You cannot use the linear representation of the correlation in discrete support distributions.
In the special case of the Binomial distribution, the representation
$$X=\sum_{i=1}^8 \delta_i\quad Y=\sum_{i=1}^{18} \gamma_i\quad \delta_i,\gamma_i\sim \text{B}(1,2/3)$$
can be exploited since
$$\text{cov}(X,Y)=\sum_{i=1}^8\sum_{j=1}^{18}\text{cov}(\delta_i,\gamma_j)$$
If we choose some of the $\delta_i$'s to be equal to some of the $\gamma_j$'s, and independently generated otherwise, we obtain
$$\text{cov}(X,Y)=\sum_{i=1}^8\sum_{j=1}^{18}\mathbb{I}(\delta_i:=\gamma_j)\text{var}(\gamma_j)$$
where the notation $\mathbb{I}(\delta_i:=\gamma_j)$ indicates that $\delta_i$ is chosen identical to $\gamma_j$ rather than generated as a Bernoulli $\text{B}(1,2/3)$.
Since the constraint is$$\text{cov}(X,Y)=0.5\times\sqrt{8\times 18}\times\frac{2}{3}\times\frac{1}{3}$$we have to solve
$$\sum_{i=1}^8\sum_{j=1}^{18}\mathbb{I}(\delta_i:=\gamma_j)=0.5\times\sqrt{8\times 18}=6$$This means that if we pick 6 of the 8 $\delta_i$'s equal to 6 of the 18 $\gamma_j$'s we should get this correlation of 0.5.
The implementation goes as follows:
- Generate $Z\sim\text{B}(6,2/3)$, $Y_1\sim\text{B}(12,2/3)$, $X_1\sim\text{B}(2,2/3)$;
- Takes $X=Z+Z_1$ and $Y=Z+Y_1$
We can check this result with an R simulation
> z=rbinom(10^8,6,.66)
> y=z+rbinom(10^8,12,.66)
> x=z+rbinom(10^8,2,.66)
cor(x,y)
> cor(x,y)
[1] 0.5000539
Comment
This is a rather artificial solution to the problem in that it only works because $8\times 18$ is a perfect square and because $\text{cor}(X,Y)\times\sqrt{8\times 18}$ is an integer.
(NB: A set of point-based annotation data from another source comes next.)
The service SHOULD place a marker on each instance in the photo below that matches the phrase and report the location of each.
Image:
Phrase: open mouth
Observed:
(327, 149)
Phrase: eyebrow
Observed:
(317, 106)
For other acceptable correlations, randomisation would be necessary, i.e. $\mathbb{I}(\delta_i:=\gamma_j)$ would be zero or one with some probability $\varrho$.
Addendum
The problem was proposed and solved years ago on Stack Overflow with the same idea of sharing Bernoullis.